Secflow: Unsupervised learning for analysis and detection of anomalies in Computer Networks

About this Article

This article was presented and published in the Extended Proceedings of the Brazilian Symposium on Information Security and Computational Systems (SBSeg23). The first author, Felipe Salles, won the award for the best scientific initiation presentation at the congress.

  • Article link: https://sol.sbc.org.br/index.php/sbseg_estendido/article/view/27297
  • DOI link: Link

Abstract

Anomaly and intrusion detection systems arise from the growing concern with network data security. Such systems need to identify anomalies in network traffic. Characterizing the anomaly types allows us to identify vulnerabilities and propose strategies to mitigate attacks. This research proposes network traffic analysis methods for detecting anomalies through unsupervised learning. When applied to a sliding window, this model aims to classify flows in an active network to identify different types of traffic anomalies. The model developed in this work will be applied to the production network at Universidade Federal Fluminense.

Introduction

The increasing number of end systems on networks has contributed to the exchange of information between these devices, presenting risks to user security. Intrusion Detection Systems (IDS) are used to detect possible attacks in the Computer Network environment. There are two types of IDS systems: signature-based and anomaly-based.

Although signature-based IDS systems are widely used, they have some limitations, such as requiring prior knowledge of the attack to create accurate signatures and the possibility of false alarms when non-attack traffic matches a dataset signature [bay_mining_2003]. On the other hand, an anomaly-based IDS creates a traffic profile while observing traffic in normal operation.

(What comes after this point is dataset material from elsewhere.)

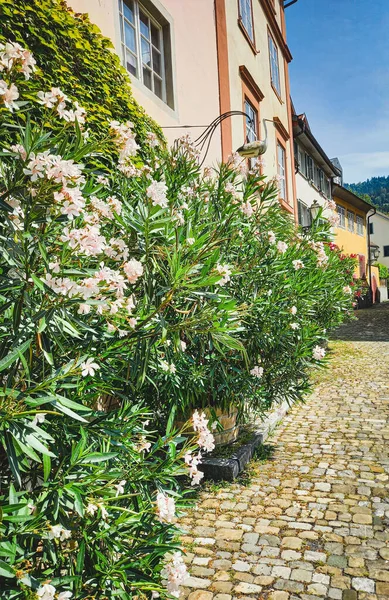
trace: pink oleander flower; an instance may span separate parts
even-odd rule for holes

It looks for packet flows that are statistically unusual, such as an irregular percentage of ICMP packets or exponential growth from port analyses and ping scans. Although this system also suffers from the issue of false alarms, an advantage is that it does not rely on prior knowledge of other attacks; that is, it has the potential to detect attacks that have not been documented [kurose_computer_2017].

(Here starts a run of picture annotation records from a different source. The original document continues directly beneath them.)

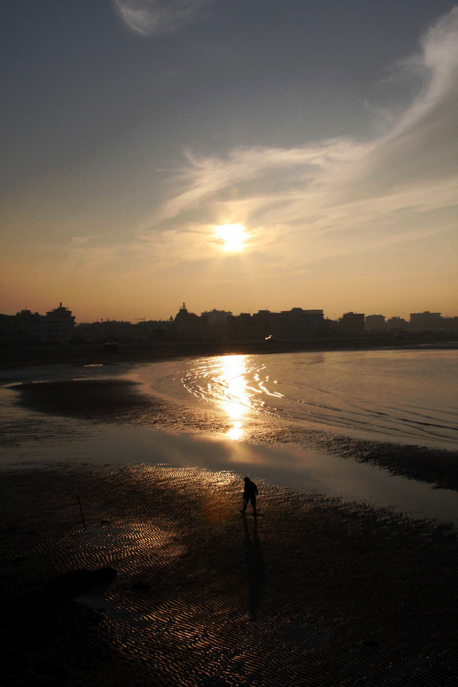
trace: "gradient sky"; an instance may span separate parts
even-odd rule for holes
[[[0,21],[0,313],[458,315],[455,2],[7,0]]]

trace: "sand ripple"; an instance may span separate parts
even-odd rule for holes
[[[258,486],[255,523],[231,473],[7,470],[3,600],[70,570],[117,570],[76,603],[52,601],[65,629],[41,651],[69,686],[452,684],[451,528]]]

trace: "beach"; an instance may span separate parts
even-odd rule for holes
[[[68,686],[452,684],[449,526],[262,484],[244,519],[233,474],[191,469],[26,465],[2,485],[3,600],[39,593],[56,618],[25,638],[32,608],[6,635],[30,675],[39,657]]]
[[[159,429],[214,434],[225,429],[221,418],[174,415],[121,379],[4,394],[12,409],[1,473],[4,684],[453,684],[452,522],[273,477],[256,477],[259,517],[249,506],[244,518],[247,463],[190,466],[190,440],[180,444],[179,434],[163,445],[151,435],[150,464],[121,442],[146,416]],[[124,460],[106,447],[95,460],[91,442],[102,447],[110,427]],[[196,440],[194,450],[205,445]],[[226,458],[236,446],[225,444]],[[174,464],[161,464],[163,454]]]

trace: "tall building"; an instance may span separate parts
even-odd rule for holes
[[[387,323],[383,315],[367,315],[364,320],[364,328],[367,332],[385,332]]]
[[[339,318],[339,328],[344,334],[360,334],[364,332],[364,313],[345,313]]]
[[[411,313],[411,332],[437,331],[441,329],[442,324],[440,313],[430,313],[428,310],[423,313]]]

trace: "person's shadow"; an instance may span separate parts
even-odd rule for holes
[[[257,608],[266,587],[266,568],[257,534],[257,519],[255,519],[253,539],[250,537],[247,518],[243,519],[245,530],[245,561],[248,572],[249,608],[252,618],[256,617]]]

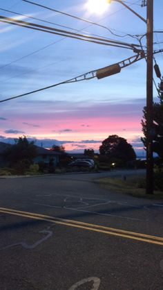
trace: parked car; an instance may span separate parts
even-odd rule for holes
[[[94,160],[90,158],[77,159],[75,161],[87,161],[88,162],[90,162],[93,165],[93,167],[95,166]]]
[[[75,161],[73,161],[73,162],[70,162],[69,164],[69,166],[71,167],[88,167],[88,168],[93,168],[93,166],[91,164],[90,162],[85,160],[77,160]]]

Having an IDS system is mandatory to protect critical networks. However, it is difficult to obtain a suitable dataset to evaluate the developed system [sharafaldin_developing_2019]. In general, available datasets are out of date with current attack trends and suffer from a lack of attack diversity in the traffic classification process [su_hierarchical_2018]. In this context, systems based on flow analysis are more suitable for monitoring a network, as they analyze the network traffic in operation [hofstede_flow_2014].

In this research, we chose to initially acquire knowledge of the problem domain by adopting a simple approach to identify anomalies [yang_neighbor-based_2009]. We used the DBSCAN clustering algorithm as a method, which clusters data based on similarity and identifies outliers as anomalies. Our results show that DBSCAN is capable of obtaining good accuracy. However, it does not identify a satisfactory proportion of attacks (high rate of false negatives). Our preliminary results suggest using more complex anomaly detection algorithms, such as collective anomaly detection [wang_network_2022], to identify attacks.

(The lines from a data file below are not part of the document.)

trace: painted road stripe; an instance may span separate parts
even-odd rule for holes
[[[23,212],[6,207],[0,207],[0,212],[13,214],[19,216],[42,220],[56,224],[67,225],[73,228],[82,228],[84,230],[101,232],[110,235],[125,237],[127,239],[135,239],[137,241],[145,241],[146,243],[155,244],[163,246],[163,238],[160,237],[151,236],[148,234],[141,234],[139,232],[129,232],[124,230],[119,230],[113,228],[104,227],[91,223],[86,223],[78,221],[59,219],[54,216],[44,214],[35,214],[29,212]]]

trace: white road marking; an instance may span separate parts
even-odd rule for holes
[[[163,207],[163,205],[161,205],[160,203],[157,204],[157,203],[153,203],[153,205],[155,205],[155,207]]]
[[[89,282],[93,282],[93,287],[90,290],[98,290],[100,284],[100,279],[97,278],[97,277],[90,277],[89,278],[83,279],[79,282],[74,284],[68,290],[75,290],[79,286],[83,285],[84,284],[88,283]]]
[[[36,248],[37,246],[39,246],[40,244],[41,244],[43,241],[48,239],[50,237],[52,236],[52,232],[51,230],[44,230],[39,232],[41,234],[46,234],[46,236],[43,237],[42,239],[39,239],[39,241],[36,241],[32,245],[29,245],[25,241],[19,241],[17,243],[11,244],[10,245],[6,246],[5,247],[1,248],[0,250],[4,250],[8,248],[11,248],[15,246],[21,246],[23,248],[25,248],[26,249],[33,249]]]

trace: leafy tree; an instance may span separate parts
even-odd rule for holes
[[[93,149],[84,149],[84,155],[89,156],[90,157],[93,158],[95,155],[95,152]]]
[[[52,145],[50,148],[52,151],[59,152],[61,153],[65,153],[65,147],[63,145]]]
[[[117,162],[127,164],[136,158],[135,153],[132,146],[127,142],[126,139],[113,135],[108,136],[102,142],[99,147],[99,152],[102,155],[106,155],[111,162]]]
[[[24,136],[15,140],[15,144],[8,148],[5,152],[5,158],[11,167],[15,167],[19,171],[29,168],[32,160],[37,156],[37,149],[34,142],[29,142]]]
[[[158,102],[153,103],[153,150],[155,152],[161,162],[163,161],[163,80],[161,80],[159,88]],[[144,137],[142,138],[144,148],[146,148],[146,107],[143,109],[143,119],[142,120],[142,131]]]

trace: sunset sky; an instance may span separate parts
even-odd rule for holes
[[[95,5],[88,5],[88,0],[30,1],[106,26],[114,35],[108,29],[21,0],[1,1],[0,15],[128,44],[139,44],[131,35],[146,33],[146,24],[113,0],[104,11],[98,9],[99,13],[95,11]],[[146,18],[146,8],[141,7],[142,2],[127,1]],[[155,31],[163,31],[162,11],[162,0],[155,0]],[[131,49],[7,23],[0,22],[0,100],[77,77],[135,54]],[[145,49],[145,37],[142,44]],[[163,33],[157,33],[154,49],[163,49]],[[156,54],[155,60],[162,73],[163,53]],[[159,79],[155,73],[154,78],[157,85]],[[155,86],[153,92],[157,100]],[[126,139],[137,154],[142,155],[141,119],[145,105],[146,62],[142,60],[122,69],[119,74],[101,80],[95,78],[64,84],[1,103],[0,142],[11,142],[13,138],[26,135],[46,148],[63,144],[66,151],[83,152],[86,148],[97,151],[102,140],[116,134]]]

The ultimate objective of this research project is to develop an IDS system to evaluate network traffic at Universidade Federal Fluminense (UFF). Furthermore, we intend to provide important information so that responsible sectors can implement more policies to mitigate attacks that are commonly propagated on the university network.

Method

In this research, we adopted a continuous Clustering approach using a sliding window in order to simulate the analysis of continuous network traffic. The unsupervised approach (Clustering) is advantageous for detecting anomalies without having to previously classify the data [mirsky_anomaly_2017]. We initially chose to apply the DBSCAN algorithm, as it is a technique that identifies anomalies (outliers) directly due to its density-based clustering approach. We believe that tests with different algorithms and techniques need to be done to evaluate which algorithms can provide better results to identify attacks in network traffic.

Database

At this stage of the research, we evaluate the approach using the public database UNSW-NB15 [moustafa_unsw-nb15_2015]. This database has a hybrid set of normal records (2,218,761) and nine categories of attacks, namely: Fuzzers (24,246), Analysis (2,677), Backdoors (2,329), DoS (16,353), Exploits (44,525), Generic (215,481), Reconnaissance (13,987), Shellcode (1,511) and Worms (174) collected from normal traffic [moustafa_evaluation_2016, moustafa_novel_2019]..

Pre-Processing

The data pre-processing step of the UNSW-NB-15 set was started by extracting 20% of the data (approximately 50,000 flows) for each label, including normal and anomaly (attack) records. We carry out Z-Score standardization to eliminate the influence of dimension between features and to guarantee the adjustment of each feature to the normal distribution.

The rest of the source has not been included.